Фотографий у меня набирается порядка двухсот, и снимать их проще, чем подойти к кому-то и завязать разговор. За это я себя не любил. Казалось, что это просто стеснительность или замкнутость, которые были свойственны мне с детства. Но ей-богу, я не знаю второго такого же пугливого и ненаходчивого в знакомстве человека, как я. Справедливо тут будет воскликнуть: «И ты еще подался в журналисты?». Подался. Или подали? Как бы то ни было, антропофобия преследовала меня долгие годы, но я бы не сказал, что это доставляло мне какие-либо неудобства или мучения. Честно говоря, общение с людьми меня мало интересовало. Моя голова была постоянно набита множеством самых разных мыслей и идей, эгоистично занятых лишь собой, и я не мог взять и бросить их.
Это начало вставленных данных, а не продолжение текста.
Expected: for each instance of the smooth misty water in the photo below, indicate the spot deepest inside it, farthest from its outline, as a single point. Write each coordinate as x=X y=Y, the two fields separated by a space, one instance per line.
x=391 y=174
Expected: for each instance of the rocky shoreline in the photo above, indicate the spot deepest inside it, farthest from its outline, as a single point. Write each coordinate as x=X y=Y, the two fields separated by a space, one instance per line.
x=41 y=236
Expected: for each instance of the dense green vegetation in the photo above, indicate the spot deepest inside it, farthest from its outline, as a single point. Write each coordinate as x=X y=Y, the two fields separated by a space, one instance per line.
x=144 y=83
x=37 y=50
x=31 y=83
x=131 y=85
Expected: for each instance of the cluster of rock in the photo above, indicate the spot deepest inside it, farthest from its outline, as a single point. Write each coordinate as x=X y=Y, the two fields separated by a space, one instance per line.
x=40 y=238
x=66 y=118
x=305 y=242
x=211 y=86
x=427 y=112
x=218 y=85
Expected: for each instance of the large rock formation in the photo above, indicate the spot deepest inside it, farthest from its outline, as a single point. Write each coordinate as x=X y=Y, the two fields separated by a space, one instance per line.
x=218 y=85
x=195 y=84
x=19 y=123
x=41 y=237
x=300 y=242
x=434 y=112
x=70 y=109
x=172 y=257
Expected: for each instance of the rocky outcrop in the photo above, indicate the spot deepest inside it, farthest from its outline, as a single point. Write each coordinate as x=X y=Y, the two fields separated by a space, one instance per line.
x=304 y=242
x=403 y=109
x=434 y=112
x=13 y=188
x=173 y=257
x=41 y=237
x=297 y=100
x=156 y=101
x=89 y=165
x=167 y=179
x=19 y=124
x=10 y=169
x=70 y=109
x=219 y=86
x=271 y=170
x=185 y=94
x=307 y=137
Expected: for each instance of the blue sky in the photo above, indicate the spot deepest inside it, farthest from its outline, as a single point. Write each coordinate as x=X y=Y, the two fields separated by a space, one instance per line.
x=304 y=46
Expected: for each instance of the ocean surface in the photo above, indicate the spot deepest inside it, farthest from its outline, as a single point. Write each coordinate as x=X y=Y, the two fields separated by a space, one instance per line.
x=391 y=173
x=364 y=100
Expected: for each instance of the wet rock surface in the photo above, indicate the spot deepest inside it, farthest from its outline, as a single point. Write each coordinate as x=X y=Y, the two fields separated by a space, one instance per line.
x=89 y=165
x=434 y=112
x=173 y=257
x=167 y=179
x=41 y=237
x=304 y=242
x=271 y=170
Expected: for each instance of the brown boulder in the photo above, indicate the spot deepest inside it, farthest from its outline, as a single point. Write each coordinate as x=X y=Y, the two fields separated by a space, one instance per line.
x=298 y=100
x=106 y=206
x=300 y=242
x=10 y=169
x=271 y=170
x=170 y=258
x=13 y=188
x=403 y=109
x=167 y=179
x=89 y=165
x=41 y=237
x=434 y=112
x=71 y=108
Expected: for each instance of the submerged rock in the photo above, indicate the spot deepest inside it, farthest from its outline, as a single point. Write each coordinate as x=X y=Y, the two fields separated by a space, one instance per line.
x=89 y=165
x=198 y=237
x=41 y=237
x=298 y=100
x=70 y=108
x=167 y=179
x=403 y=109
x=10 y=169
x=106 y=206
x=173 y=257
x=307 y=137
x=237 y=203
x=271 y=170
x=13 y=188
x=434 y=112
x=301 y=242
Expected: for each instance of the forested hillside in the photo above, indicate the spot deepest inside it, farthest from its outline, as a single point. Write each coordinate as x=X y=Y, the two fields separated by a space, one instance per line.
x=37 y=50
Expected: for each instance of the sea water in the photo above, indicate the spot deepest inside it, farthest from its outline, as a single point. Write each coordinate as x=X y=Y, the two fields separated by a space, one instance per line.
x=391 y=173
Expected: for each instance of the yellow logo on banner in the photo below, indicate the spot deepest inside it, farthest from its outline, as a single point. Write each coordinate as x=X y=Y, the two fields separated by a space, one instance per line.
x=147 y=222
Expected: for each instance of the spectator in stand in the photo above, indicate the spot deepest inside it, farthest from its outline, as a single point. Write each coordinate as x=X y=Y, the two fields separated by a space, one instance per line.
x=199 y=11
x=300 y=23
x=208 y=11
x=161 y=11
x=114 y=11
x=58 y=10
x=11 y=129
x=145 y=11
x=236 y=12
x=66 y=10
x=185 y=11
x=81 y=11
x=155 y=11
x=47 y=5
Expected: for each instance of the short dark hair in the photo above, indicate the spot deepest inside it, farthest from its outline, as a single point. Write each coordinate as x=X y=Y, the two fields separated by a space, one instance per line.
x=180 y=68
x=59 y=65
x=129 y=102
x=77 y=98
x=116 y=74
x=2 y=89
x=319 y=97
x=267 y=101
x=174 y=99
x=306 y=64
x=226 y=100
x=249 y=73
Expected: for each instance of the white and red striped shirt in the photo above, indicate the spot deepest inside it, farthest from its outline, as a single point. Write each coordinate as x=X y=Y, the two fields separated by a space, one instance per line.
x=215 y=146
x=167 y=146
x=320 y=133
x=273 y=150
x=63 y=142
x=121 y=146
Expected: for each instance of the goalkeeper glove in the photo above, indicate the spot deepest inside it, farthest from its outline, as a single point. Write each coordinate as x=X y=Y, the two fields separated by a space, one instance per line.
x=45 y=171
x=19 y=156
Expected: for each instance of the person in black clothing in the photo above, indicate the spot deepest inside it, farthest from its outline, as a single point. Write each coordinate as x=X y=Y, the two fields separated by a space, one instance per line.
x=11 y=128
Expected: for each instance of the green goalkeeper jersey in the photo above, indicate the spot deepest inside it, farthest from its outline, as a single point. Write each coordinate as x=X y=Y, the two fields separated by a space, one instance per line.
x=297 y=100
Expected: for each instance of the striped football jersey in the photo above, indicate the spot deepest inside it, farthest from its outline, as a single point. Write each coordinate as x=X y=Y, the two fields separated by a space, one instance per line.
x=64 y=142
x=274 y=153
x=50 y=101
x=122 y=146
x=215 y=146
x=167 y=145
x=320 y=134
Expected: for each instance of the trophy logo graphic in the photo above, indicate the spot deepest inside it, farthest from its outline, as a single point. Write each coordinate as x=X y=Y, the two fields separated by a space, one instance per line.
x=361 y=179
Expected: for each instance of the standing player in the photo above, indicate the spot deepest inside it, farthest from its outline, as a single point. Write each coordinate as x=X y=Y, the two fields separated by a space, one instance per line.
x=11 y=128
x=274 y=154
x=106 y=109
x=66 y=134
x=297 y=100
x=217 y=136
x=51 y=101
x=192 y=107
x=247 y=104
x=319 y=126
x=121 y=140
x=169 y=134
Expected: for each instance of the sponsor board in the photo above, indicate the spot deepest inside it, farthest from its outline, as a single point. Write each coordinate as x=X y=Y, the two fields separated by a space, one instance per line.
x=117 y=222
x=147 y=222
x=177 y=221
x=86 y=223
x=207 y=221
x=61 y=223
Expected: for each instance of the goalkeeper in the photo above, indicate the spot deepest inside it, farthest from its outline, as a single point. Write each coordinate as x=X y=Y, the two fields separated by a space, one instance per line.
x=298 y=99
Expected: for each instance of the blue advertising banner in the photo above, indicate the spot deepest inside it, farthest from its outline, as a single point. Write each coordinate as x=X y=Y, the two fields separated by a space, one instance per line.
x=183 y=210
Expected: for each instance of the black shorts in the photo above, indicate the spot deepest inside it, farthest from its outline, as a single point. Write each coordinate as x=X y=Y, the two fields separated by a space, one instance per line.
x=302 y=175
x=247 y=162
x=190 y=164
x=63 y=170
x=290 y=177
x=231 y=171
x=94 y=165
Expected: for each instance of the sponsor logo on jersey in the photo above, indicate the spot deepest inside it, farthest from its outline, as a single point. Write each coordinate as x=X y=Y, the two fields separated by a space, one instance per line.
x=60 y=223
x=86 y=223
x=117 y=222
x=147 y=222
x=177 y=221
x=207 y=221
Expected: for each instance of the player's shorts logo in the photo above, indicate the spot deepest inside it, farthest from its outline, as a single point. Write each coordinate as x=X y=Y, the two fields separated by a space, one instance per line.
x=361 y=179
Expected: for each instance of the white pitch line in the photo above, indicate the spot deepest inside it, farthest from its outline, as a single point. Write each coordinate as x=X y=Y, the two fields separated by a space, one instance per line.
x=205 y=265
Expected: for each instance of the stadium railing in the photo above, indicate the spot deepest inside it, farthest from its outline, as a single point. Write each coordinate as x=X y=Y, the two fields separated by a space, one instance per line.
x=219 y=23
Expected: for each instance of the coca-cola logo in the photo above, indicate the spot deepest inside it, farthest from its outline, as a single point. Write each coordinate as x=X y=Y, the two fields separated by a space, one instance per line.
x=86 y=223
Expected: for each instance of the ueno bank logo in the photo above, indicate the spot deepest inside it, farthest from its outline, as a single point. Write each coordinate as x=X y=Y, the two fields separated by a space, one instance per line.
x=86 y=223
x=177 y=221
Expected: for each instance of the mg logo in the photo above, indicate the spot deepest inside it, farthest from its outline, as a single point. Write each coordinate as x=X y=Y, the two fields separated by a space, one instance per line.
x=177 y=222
Они владели мной, я же созерцал их как сознательно, если сидел в одиночестве, так и в фоновом режиме, если бродил куда-либо по делам. Может быть, я производил впечатление во многом бестолкового человека, но скорее меня можно было обвинить в гипертрофированной нерешительности и чрезмерной задумчивости.
Пока что я не могу сказать, есть ли моим страхам рациональное объяснение и возможно ли меня исцелить от моей фобии. Есть вещи, которые не поддаются ни разумению, ни разрешению, и я продолжаю быть их безучастным созерцателем, вынужденным ужасаться всякий раз, когда они происходят со мной.
Я думал о том, что хочу изменить свою жизнь, когда случайно взглянул на ехавшую навстречу симпатичную велосипедистку. И если в ее взгляде я сумел прочитать доброжелательный интерес к своей непримечательной персоне, то в моем она могла бы увидеть только вспышку неконтролируемого страха. Мысленно я молился о том, чтобы в этот раз пронесло.
Визг тормозов и резкий характерный стук, которым сопровождается столкновение металла и человеческого тела, не дал моим надеждам сбыться и заставил обернуться. Увиденное зрелище напоминало застывшую картинку, гоголевскую немую сцену во плоти. На проспекте, в тридцати метрах от меня, лежала моя прекрасная незнакомка. В нескольких метрах от нее валялся покореженный от удара велосипед. Девушка была одета в короткую майку без рукавов и короткие джинсовые шортики. Ее ноги раскинулись в странном, неестественном положении, покрытые ссадинами и царапинами. Там, где кожу содрало, тело постепенно краснело, струйки крови сбегали вниз, на землю. Длинные светлые волосы спутались в причудливом узоре. В серо-голубых глазах застыло что-то бесчувственное и отрешенное. Они смотрели на меня, эти мертвые глаза, пока из-под виска натекала багровая лужица.